Socialist Worker

The Jungle play poses difficult questions

by Simon Shaw
Issue No. 2611

Nahel Tzegai (Helene) in an  earlier production of The Jungle

Nahel Tzegai (Helene) in an earlier production of The Jungle

Anyone who went on convoys to the “jungle” refugee camp in Calais will recognise the Afghan restaurant.

This is where writers Joe Murphy and Joe Robertson’s play The Jungle takes place.

From January 2015 to October 2016 the “jungle” camp was home to up to 8,000 refugees.

It was a testament to the human capacity to work together in the very worst conditions.

But being home to so many desperate, displaced and tired people, inevitably tensions were never far from the surface.

In the play 17 year old Okot from Sudan has emotional and physical scars.

And narrator Safi, a professor of English literature from Syria, is destined to end up wandering the streets of Leicester alone, denied the right to work.

The play poses many difficult questions. Are some of the volunteers going to Calais naive do-gooders?

Is Britain going to provide the solace denied by so many other states?

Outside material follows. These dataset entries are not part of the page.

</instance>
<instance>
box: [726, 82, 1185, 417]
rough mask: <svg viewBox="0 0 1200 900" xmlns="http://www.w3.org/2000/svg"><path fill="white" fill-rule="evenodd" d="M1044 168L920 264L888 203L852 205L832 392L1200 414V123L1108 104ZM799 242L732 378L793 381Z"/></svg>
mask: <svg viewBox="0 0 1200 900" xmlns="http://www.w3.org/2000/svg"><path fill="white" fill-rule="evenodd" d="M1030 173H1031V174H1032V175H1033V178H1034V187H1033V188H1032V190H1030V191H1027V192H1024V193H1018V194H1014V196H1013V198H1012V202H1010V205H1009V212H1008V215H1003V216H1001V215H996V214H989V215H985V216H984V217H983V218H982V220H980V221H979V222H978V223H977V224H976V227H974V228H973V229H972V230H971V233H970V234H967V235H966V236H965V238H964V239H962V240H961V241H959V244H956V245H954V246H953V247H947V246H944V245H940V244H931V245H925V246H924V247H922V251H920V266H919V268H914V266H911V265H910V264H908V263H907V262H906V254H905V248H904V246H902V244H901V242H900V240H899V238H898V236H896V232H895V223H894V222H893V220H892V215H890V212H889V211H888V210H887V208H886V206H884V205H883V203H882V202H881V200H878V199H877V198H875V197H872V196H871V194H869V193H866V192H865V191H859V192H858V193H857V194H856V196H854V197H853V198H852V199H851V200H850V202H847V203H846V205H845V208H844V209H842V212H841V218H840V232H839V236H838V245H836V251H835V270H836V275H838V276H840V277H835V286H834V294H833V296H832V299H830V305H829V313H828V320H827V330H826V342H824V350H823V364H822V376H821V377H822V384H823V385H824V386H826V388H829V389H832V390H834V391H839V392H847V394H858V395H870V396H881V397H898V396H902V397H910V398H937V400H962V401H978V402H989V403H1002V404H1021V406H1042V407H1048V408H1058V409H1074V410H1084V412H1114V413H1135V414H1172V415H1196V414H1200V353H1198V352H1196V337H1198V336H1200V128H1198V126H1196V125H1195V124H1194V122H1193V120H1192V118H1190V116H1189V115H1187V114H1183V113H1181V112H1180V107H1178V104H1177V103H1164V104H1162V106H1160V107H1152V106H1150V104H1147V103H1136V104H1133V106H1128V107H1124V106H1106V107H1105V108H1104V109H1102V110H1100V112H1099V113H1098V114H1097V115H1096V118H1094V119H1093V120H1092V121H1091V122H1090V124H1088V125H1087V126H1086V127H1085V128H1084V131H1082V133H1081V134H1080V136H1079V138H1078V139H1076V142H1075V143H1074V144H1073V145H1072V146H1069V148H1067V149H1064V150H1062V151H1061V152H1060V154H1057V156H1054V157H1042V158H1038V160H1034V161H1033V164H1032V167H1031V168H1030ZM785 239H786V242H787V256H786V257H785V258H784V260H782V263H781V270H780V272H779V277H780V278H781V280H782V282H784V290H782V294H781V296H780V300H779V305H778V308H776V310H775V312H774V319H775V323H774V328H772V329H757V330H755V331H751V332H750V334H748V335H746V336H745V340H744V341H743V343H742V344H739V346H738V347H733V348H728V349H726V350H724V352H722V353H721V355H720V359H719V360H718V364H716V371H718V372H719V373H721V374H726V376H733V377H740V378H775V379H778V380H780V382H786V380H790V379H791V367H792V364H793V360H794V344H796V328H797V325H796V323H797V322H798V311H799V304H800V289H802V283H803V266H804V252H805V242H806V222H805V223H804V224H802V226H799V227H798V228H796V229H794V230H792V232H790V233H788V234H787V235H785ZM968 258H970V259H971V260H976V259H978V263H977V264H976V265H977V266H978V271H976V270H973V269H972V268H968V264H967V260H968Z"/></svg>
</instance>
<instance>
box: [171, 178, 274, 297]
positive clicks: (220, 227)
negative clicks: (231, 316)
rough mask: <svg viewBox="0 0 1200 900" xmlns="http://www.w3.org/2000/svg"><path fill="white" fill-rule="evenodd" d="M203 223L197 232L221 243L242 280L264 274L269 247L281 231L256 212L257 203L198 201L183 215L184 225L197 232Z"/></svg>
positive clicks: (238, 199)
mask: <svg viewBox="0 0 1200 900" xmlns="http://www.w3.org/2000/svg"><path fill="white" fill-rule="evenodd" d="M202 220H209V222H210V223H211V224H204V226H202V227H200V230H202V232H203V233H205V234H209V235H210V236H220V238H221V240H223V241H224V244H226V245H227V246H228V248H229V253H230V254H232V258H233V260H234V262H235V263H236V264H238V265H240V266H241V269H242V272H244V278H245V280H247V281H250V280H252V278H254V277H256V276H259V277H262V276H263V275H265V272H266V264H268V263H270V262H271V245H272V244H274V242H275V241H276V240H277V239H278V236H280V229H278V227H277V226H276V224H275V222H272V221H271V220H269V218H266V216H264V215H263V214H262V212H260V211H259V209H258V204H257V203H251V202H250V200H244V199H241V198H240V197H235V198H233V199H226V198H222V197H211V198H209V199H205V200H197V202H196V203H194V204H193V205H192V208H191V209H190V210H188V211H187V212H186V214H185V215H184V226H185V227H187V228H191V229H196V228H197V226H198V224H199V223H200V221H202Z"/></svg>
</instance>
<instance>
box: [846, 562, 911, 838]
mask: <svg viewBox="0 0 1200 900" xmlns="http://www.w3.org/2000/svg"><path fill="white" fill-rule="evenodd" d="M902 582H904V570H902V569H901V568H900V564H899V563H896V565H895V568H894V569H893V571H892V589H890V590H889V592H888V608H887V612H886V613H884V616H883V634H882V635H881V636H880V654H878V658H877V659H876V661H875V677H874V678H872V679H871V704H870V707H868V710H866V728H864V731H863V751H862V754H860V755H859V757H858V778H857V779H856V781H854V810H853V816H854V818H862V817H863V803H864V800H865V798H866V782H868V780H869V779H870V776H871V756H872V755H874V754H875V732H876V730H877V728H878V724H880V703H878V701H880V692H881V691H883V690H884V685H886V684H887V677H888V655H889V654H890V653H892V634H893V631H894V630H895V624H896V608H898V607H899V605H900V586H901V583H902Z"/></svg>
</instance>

Are people smugglers simply providing a service denied by nation states?

The play’s writers ran the Good Chance Theatre Company in the camp.

They point the finger of blame at the creation of the European Union’s Fortress Europe.

Go and see this amazing play and take others.

It will renew the urgency of the need to address the refugee crisis—and continue to boost the vital solidarity work.